Riflettendo sul ruolo della coppia antitetica onore-vergogna, Monica Gemelli e Carlo Pastore scrivono:

La dimensione estetica, riguardando la forma "bella" della condotta che fonda la possibilità di una stima di sé pubblicamente affermata e sostenuta, appare cioè come la dimensione per concepire tanto l'onore quanto la vergogna.
Fare Hikikomori si mostra in tal senso come un sottrarsi allo sguardo giudicante del padre (collettivo e impersonale) che è il mondo fuori di casa, a partire dalla percezione di intollerabilità di un sentimento di vergogna. Tutto sembra muoversi nell'impossibilità di un registro estetico che affidi allo sguardo la propria sostanza, una sostanza eterea, di cui le determinazioni concrete d'esistenza sono soltanto casuali risultanze senza valore. L'esser guardati – e ammirati? – da un punto vuoto dello spazio esterno, un padre, in qualche modo, sembra non essere più sufficiente ai giovani che oggi fanno Hikikomori. Paradossalmente, in questa chiave, è proprio la vergogna, a non reggere in qualità di perno valoriale intorno al quale organizzare le dinamiche affettive ed identificative.
[...]
La Benedict racconta che il significato simbolico degli specchi, in Giappone, tale che ne fa oggetti sacri presenti sugli altari scintoisti, è legato al fatto che, apparendo, nello specchio, gli occhi che sono la porta dell'anima, attraverso questo strumento è possibile autocontemplare il proprio "io senza vergogna", "l'eterna purezza" [così com'era prima dell'adolescenza, ndr], e così facendo valutare in che misura sia preservata la parte originaria della propria personalità, la più spontanea ed autentica.
[...]
Da questo punto di vista il codice dell'onore appare dunque intramontato, istituendo le coordinate valoriali entro le quali lo scacco, sul piano della competizione sociale e della riuscita, si traduce in ritiro impotente e onnipotente che abolisce – come un punto zero in un anno zero della crescita – il mondo intero.
[...]
La vergogna sotterraneamente permane a fungere da condizione necessaria di accesso alla possibilità di accettazione ed autoaccettazione, ma sembra essere divenuta una vergogna senza onore, un malinconico nascondimento di sé ad uno sguardo cieco.

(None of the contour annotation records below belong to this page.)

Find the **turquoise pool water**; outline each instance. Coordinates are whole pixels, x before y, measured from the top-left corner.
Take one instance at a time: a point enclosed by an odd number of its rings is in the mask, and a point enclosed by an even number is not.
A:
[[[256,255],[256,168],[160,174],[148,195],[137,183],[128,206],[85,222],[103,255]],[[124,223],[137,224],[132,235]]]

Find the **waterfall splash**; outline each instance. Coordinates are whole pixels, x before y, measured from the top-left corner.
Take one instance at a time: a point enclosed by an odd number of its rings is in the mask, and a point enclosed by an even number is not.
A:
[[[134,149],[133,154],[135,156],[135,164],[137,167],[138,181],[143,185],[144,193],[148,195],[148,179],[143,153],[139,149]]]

È vergogna dunque ancora, ma è anche crisi della vergogna.

Da "Hikikomori, fiori di ciliegio, cerchi nel grano" di Monica Gemelli e Carlo Pastore.

AP

Armando Pitocco Sat 16 Jan 2021 7:59AM


https://jacobinitalia.it/fanon-il-filosofo-delle-barricate/

Approfitto di un interessante articolo della rivista statunitense Jacobin per parlare di Frantz Fanon, psichiatra francese morto a 35 anni di leucemia, autore di importanti libri che abbiamo nella nostra piccola biblioteca:

Si trovò a lavorare come psichiatra in Algeria nel periodo della guerra di indipendenza, a cui partecipò.

Nella sua pratica clinica introdusse un'approccio sociale alla patologia, accanto alle pratiche dell'epoca (recenti psicofarmaci ed ect).

Dalla sua tesi di dottorato sulle implicazioni psichiatriche dell'atassia di Friedreich

"Il [singolo] essere umano smette di essere un fenomeno nel momento in cui lui o lei incontra il volto di un altro. Perché l’altro rivela me a me stesso. E la psicoanalisi, proponendosi di reintegrare l’individuo folle all’interno del gruppo, si stabilisce come la scienza della collettività par excellence. Questo significa che l’essere umano sano è un essere sociale: o altrimenti, che la misura della sanità umana, da un punto di vista psicologico, sarà data dall’integrazione più o meno perfetta nel socius."